VISITORS AMONG US: How did you get involved in the "V" project?
ANN C. CRISPIN:I happened to have a book on The New York Times bestseller list (the Star Trek novel Yesterday's Son) and they were looking for someone to write "V", and I was the only author Pinnacle had at the moment who did that kind fo thing. They looked at my Star Trek novel and said, "Oh, she knows how to write stories from a TV show." So that's how it happened with "V". Pinnacle bid for the novelization and then kind of realized, "Hey, this is a science fiction novel and we don't have any science fiction writers."
VISITORS AMONG US: What aspects of the miniseries appealed to you when you were writing the novelization?
ANN C. CRISPIN: I found myself liking the characters. I don't think I could spend very long with many characters without getting to like them. it's kind of like an actor who even finds himself liking Hitler.
VISITORS AMONG US: Because he's playing the role?
ANN C. CRISPIN: Right. He eventually feels sympathy with whatever he has to play. I found myself more and more sympathetic towards Kenneth Johnson's characters and added my own characters and touches.

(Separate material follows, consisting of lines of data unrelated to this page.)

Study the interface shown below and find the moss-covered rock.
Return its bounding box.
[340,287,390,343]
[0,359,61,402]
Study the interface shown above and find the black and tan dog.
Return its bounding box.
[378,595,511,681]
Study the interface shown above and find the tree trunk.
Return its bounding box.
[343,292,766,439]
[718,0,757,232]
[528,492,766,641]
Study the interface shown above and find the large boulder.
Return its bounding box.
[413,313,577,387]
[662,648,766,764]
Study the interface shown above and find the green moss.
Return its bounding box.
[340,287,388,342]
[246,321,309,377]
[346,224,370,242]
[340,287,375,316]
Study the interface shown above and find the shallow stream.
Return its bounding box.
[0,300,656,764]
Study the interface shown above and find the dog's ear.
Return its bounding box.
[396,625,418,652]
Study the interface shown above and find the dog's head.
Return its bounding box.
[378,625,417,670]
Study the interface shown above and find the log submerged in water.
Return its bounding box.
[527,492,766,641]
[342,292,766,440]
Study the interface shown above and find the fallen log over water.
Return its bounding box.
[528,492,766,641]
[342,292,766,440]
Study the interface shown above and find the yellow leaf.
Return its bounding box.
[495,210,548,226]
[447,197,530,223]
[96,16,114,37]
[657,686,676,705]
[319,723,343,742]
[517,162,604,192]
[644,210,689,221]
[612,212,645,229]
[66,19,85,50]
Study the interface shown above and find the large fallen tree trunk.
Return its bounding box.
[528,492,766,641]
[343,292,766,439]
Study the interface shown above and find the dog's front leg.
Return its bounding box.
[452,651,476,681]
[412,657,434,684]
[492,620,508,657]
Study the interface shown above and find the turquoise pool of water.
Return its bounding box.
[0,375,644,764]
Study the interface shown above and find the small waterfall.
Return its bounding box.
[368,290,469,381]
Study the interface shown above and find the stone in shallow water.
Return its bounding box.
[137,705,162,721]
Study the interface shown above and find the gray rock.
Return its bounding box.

VISITORS AMONG US: How difficult is it to write novels using somebody else's characters?
ANN C. CRISPIN: it wasn't really that difficult. I did a minor in theater, so I guess that may have helped me be able to adapt other people's stuff. I like my own characters a lot. I've created my own characters in both Yesterday's Son and "V". With "V", I had to take minor characters from the miniseries and flesh them out on my own. Whenever the workload got too rough, though, I would write one of Diana's scenes and off somebody. it was very cathartic.
VISITORS AMONG US: I guess that's how it is for the writers of Dynasty, when they write a scene for Joan Collins.
ANN C. CRISPIN: Diana was a lot of fun, because she was so wicked and evil But even Diana had some sympathy towards the end, and it's that aspect I tried to expand upon, and it gave her a bit of extra depth.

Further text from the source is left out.